The first vignette depicts what the researchers describe as a “sympathetic and personable woman whose husband beats her severely despite her sincere efforts to appease him … the protagonist’s neighbor overhears her screams but decides not to speak out.”

(Note: All three videos are disturbing and deal with an upsetting subject, so exercise caution in watching.)

“In the second vignette, which begins with the protagonist’s hospitalization and ends with her funeral, we learn that not only her neighbor, but also her daughter and parents knew about the violence,” the researchers write. “They express regret for failing to speak out sooner.”

The third vignette offers a more hopeful example of a victim disclosing to her parents, who then tell the nabakyala, or local women’s counselor, who visits the home. “The vignette closes with the couple in visibly better relations with one another,” the researchers write.

The videos were designed to illustrate the importance of reporting and speaking up about domestic violence — and intervening when a neighbor or loved one is being hurt. The choice of language and local actors was meant to make it easy for viewers to identify with the characters; in a survey the researchers conducted, 84 percent of respondents said “the stories could have happened in their village.”

To distribute the videos, the researchers partnered with local video halls (or bibanda) to add them to screenings of Hollywood movies, specifically Pirates of the Caribbean, Creed, Furious 7, Spy, Slumdog Millionaire, and Oz: The Great and Powerful. The video halls showing the messages were selected randomly, and then attendees who saw screenings with and without the anti-domestic violence message were surveyed and compared.

The first findings the researchers report are negative.

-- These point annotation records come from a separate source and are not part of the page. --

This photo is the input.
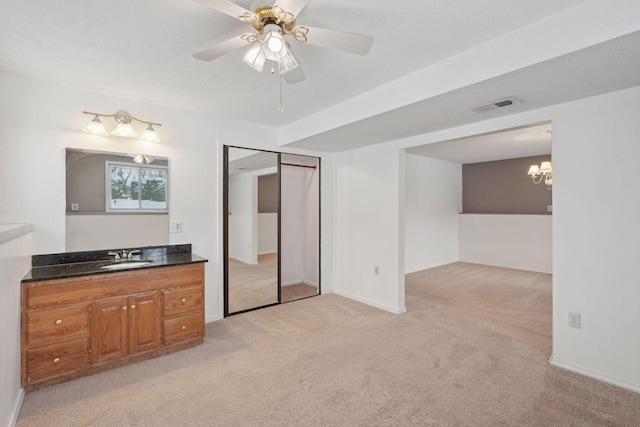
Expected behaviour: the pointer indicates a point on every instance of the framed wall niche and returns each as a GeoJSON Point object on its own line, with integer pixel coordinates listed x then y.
{"type": "Point", "coordinates": [90, 225]}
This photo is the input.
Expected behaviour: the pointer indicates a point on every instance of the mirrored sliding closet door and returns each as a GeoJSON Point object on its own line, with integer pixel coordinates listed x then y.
{"type": "Point", "coordinates": [271, 229]}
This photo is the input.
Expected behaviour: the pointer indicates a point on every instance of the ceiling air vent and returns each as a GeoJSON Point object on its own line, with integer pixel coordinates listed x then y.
{"type": "Point", "coordinates": [495, 104]}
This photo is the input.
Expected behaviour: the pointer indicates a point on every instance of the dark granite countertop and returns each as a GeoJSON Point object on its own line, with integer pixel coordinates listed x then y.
{"type": "Point", "coordinates": [74, 264]}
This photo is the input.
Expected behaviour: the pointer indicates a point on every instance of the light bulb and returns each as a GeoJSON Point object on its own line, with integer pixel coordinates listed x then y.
{"type": "Point", "coordinates": [275, 42]}
{"type": "Point", "coordinates": [150, 135]}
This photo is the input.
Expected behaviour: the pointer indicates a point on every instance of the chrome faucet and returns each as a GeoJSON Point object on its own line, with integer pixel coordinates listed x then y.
{"type": "Point", "coordinates": [130, 254]}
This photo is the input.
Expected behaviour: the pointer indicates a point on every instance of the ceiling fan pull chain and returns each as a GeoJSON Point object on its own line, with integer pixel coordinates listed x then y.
{"type": "Point", "coordinates": [280, 107]}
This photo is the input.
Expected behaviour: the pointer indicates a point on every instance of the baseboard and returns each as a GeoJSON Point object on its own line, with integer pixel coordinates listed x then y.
{"type": "Point", "coordinates": [213, 318]}
{"type": "Point", "coordinates": [394, 310]}
{"type": "Point", "coordinates": [297, 282]}
{"type": "Point", "coordinates": [595, 375]}
{"type": "Point", "coordinates": [16, 408]}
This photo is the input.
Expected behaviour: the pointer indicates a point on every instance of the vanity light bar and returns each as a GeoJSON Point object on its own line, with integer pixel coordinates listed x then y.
{"type": "Point", "coordinates": [124, 128]}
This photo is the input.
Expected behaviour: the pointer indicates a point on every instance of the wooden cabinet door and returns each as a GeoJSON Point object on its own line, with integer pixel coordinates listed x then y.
{"type": "Point", "coordinates": [145, 322]}
{"type": "Point", "coordinates": [109, 329]}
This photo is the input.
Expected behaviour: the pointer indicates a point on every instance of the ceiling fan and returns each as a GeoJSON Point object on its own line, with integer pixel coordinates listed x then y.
{"type": "Point", "coordinates": [272, 24]}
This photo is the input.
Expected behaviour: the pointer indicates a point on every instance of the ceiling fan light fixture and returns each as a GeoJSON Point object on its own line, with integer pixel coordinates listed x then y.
{"type": "Point", "coordinates": [255, 57]}
{"type": "Point", "coordinates": [287, 63]}
{"type": "Point", "coordinates": [274, 46]}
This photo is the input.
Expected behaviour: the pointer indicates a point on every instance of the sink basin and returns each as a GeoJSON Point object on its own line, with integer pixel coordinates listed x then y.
{"type": "Point", "coordinates": [125, 265]}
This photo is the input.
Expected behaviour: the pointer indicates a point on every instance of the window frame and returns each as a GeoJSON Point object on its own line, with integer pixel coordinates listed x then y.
{"type": "Point", "coordinates": [111, 163]}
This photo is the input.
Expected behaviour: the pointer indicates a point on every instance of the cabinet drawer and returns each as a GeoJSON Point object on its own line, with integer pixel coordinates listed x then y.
{"type": "Point", "coordinates": [178, 301]}
{"type": "Point", "coordinates": [47, 361]}
{"type": "Point", "coordinates": [184, 327]}
{"type": "Point", "coordinates": [64, 322]}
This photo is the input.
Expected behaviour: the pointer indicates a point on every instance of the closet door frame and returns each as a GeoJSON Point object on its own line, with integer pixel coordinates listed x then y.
{"type": "Point", "coordinates": [225, 232]}
{"type": "Point", "coordinates": [225, 208]}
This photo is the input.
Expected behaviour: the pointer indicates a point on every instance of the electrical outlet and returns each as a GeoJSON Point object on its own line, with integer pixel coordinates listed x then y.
{"type": "Point", "coordinates": [575, 320]}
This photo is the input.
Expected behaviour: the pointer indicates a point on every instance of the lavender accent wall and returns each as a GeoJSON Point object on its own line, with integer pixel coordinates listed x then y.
{"type": "Point", "coordinates": [503, 187]}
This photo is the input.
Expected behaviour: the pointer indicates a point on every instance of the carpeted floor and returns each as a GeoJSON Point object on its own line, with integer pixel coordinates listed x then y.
{"type": "Point", "coordinates": [298, 291]}
{"type": "Point", "coordinates": [472, 350]}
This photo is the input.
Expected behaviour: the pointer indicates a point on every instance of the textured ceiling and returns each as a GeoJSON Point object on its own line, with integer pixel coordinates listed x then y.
{"type": "Point", "coordinates": [141, 49]}
{"type": "Point", "coordinates": [510, 144]}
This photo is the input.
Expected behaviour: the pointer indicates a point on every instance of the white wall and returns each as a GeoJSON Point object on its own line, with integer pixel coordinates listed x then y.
{"type": "Point", "coordinates": [267, 233]}
{"type": "Point", "coordinates": [243, 217]}
{"type": "Point", "coordinates": [596, 236]}
{"type": "Point", "coordinates": [95, 232]}
{"type": "Point", "coordinates": [299, 235]}
{"type": "Point", "coordinates": [367, 227]}
{"type": "Point", "coordinates": [15, 261]}
{"type": "Point", "coordinates": [433, 199]}
{"type": "Point", "coordinates": [595, 229]}
{"type": "Point", "coordinates": [513, 241]}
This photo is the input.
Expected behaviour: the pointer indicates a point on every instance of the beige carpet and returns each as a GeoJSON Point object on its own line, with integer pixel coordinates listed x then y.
{"type": "Point", "coordinates": [253, 285]}
{"type": "Point", "coordinates": [471, 351]}
{"type": "Point", "coordinates": [298, 291]}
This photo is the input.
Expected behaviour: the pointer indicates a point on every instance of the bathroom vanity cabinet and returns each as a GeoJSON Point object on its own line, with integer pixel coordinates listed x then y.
{"type": "Point", "coordinates": [76, 326]}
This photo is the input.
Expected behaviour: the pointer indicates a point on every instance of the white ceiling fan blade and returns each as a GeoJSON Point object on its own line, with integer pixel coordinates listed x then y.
{"type": "Point", "coordinates": [348, 42]}
{"type": "Point", "coordinates": [225, 6]}
{"type": "Point", "coordinates": [221, 49]}
{"type": "Point", "coordinates": [292, 6]}
{"type": "Point", "coordinates": [294, 76]}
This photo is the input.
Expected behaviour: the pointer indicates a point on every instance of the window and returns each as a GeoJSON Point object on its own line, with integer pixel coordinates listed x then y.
{"type": "Point", "coordinates": [136, 188]}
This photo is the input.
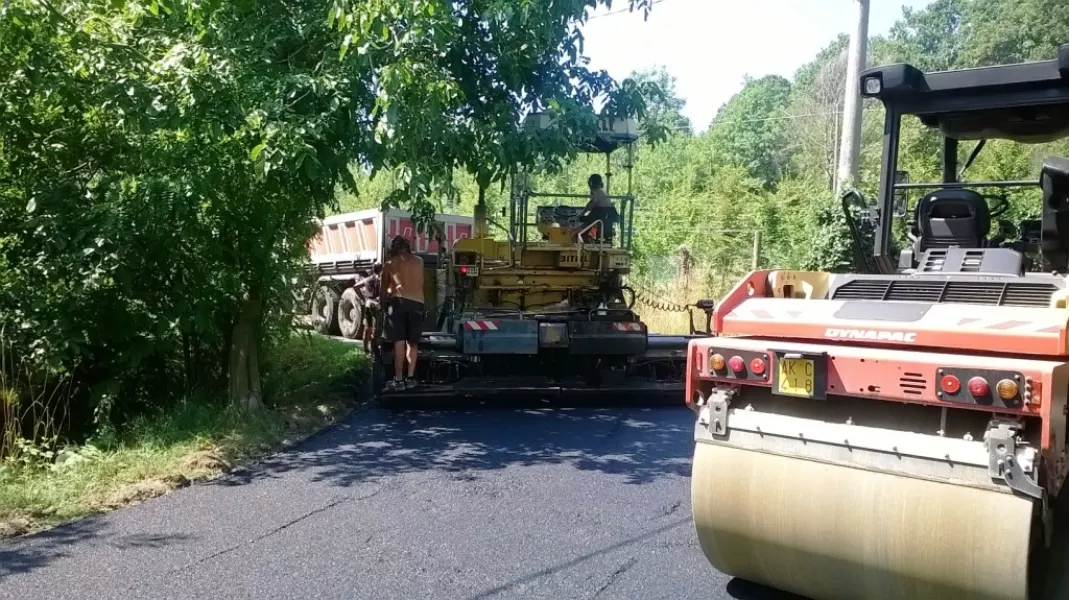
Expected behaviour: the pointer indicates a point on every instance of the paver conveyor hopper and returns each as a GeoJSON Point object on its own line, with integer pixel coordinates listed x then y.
{"type": "Point", "coordinates": [901, 434]}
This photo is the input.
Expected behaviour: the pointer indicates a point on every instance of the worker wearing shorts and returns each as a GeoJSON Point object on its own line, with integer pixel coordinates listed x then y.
{"type": "Point", "coordinates": [404, 320]}
{"type": "Point", "coordinates": [402, 298]}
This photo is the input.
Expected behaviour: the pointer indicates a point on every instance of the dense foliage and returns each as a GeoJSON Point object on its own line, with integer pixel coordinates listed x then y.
{"type": "Point", "coordinates": [160, 160]}
{"type": "Point", "coordinates": [768, 160]}
{"type": "Point", "coordinates": [161, 163]}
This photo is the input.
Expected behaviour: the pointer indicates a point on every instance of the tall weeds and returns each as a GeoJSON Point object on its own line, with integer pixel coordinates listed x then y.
{"type": "Point", "coordinates": [34, 409]}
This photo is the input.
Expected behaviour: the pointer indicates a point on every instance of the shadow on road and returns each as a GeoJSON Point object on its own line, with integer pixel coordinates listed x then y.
{"type": "Point", "coordinates": [633, 442]}
{"type": "Point", "coordinates": [34, 552]}
{"type": "Point", "coordinates": [17, 557]}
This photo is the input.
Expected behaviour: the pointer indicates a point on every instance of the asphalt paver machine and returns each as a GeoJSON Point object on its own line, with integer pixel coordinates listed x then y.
{"type": "Point", "coordinates": [539, 306]}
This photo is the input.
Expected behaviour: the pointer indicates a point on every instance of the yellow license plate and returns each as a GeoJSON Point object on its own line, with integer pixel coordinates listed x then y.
{"type": "Point", "coordinates": [796, 377]}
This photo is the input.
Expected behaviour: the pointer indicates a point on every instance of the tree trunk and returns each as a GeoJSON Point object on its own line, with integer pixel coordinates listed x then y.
{"type": "Point", "coordinates": [245, 391]}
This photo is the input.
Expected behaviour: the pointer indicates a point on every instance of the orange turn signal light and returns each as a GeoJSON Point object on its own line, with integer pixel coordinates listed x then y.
{"type": "Point", "coordinates": [1006, 389]}
{"type": "Point", "coordinates": [716, 363]}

Attitudes toward violence against women didn’t appear to change for either men or women, in the short term (a few months later) or medium term (nearly a year later). People’s answers to questions like “In your opinion, does a man have good reason to hit his wife if she disobeys him?” or “Do you agree that the father, not the mother, should have the final say in the household? did not change.

But the rate at which women were subject to violence, it appears, did change. “We estimate the probability that women in a household experienced violence over a six-month period following our films decreased by at least five percentage points, effectively preventing violence in hundreds of households,” the authors write. Given that 20 percent of women in the control group reported being victims of violence, the videos cut the share of women victimized by a quarter.

This effect appeared to be driven by a greater willingness and determination on the part of women to report violent incidents. Women in the treatment group were substantially less likely to say they’d “face social sanctions” for reporting domestic violence, and substantially more likely to say they’d be willing to report domestic violence to their parents, a counselor, or the police.

This isn’t the only successful intervention against domestic violence targeting women that development researchers have identified. Cash transfers appear to reduce reports of intimate partner violence, at least for as long as the transfers last. Offering a nutrition program with home visits, costing only $50 per year per person, cut physical violence by 26 percent in one Bangladeshi study.

And it’s hard to know just how scalable the approach here is. Similar approaches in different regions with different cultural attitudes and modes of media consumption might prove less effective.

But a growing body of research is finding that TV shows and other video content, from Sesame Street to 16 & Pregnant to a Rwandan radio soap opera can generate widespread social changes. In that context, the Ugandan findings feel less like an aberration and more like a confirmation that the stuff we watch really, really matters.